We don’t rely on the analogy to predict or explain all heart problems, just most of them. There’s no situation in which a heart anomaly would cause us to switch to a different analogy. Gaps in this analogy have been known for at least 100 years, but the analogy is still useful for understanding most heart mechanics.
And that’s really the best of the analogies that we get. Other analogies are worse. For instance, it’s very common to hear mRNA (or DNA) referred to as code. This is a useful analogy in some ways. For instance, it lets us think about how we can upload a sequence of mRNA to Github, print mRNA sequences, measure the amount of information in a given amount of mRNA, or expect a certain predictable outcome from a certain sequence of nucleotides.
However, this analogy breaks down completely when we think about mRNA as a physical substance. There’s no code-based analogy for the importance of the parts of mRNA that physically link with the ribosomes, interact with the immune system, or are degraded with use.
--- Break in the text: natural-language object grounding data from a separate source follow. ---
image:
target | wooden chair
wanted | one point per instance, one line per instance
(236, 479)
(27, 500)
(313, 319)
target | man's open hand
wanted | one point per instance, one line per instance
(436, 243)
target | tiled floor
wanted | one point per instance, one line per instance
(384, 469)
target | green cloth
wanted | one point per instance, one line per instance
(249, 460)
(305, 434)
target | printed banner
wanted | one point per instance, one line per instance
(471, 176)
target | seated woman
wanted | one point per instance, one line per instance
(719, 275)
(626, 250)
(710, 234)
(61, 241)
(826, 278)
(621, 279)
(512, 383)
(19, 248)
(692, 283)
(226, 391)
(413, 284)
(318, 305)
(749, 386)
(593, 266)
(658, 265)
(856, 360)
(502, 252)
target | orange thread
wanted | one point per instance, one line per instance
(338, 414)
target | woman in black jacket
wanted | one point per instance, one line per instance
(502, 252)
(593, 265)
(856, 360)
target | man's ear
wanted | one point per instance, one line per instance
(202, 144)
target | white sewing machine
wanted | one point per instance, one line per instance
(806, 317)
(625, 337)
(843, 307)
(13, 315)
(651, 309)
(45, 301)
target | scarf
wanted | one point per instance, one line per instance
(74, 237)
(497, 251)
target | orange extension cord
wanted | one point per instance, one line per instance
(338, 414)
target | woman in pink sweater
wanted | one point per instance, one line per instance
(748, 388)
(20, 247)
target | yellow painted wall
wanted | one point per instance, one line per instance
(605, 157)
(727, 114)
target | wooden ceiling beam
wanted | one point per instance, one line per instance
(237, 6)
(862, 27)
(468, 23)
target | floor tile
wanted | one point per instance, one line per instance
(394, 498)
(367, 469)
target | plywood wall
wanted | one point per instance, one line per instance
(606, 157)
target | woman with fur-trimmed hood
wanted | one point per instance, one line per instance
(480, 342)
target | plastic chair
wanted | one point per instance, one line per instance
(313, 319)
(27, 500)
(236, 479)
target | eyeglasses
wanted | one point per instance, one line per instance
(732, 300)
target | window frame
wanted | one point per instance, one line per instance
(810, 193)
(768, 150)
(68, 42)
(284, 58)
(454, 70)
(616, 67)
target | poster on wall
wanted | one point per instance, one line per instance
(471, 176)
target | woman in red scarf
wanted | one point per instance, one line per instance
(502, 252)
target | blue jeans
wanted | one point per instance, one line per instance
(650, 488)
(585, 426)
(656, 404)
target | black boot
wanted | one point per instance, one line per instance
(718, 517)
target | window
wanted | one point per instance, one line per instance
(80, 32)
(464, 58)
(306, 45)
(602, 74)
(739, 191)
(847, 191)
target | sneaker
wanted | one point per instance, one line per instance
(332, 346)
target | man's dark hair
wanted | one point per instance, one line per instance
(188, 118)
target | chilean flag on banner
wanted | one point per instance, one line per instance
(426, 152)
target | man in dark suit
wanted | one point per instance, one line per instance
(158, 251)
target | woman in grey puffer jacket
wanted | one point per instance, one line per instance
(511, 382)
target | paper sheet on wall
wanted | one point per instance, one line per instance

It would have been literally impossible to build the mRNA vaccines without an understanding of the chemistry and biology of mRNA, although, again, it was helpful in building the mRNA vaccines to think about the mRNA as code in certain concepts.
Even though all biological analogies are lacking in some way, they’re still important, though, which is why they stick around. There’s no better way to illustrate this than looking at a part of biology where analogies are lacking and seeing how confusing it is.
The one that immediately jumps to my mind is the immune system. Now, the basics of the adaptive immune system are easy enough to analogize, like talking about antibodies as police or soldiers. But the actual complexity of the immune system way outweighs the usefulness of any such analogy. Take a look at the complexity of this map of the innate immune system from Wikipedia.
Then, when it gets to actually understanding problems with the immune system, we’re at a loss. We still can’t explain autoimmune diseases any better than “it’s the immune system attacking your body” or explain why certain immunosuppressive medications work or don’t work. There’s no analogy that remotely captures the blizzard of immune responses that occur when a foreign body enters the bloodstream, so we’re largely at a loss.
It’s tempting to think, then, that this would be a good place for a paradigm, something that can reduce the immune system down to its component parts and predict each next step. But it’s hard to imagine what those component parts would be, and how such a predictive model would work.
So, from my point of view, there are two options here.
1. Assume that analogies will come as our understanding of the system grows. So, understanding will lead to analogies which will lead to greater understanding.
2. Assume that there are no appropriate analogies for this system, and try to develop a different way of understanding it, likely by some kind of advanced modeling or AI that’s not currently feasible.
It’s a pick your battle type of situation. Would you rather understand a system that seems impossible to understand, or develop a type of modeling/AI that doesn’t exist? It’s not easy to answer.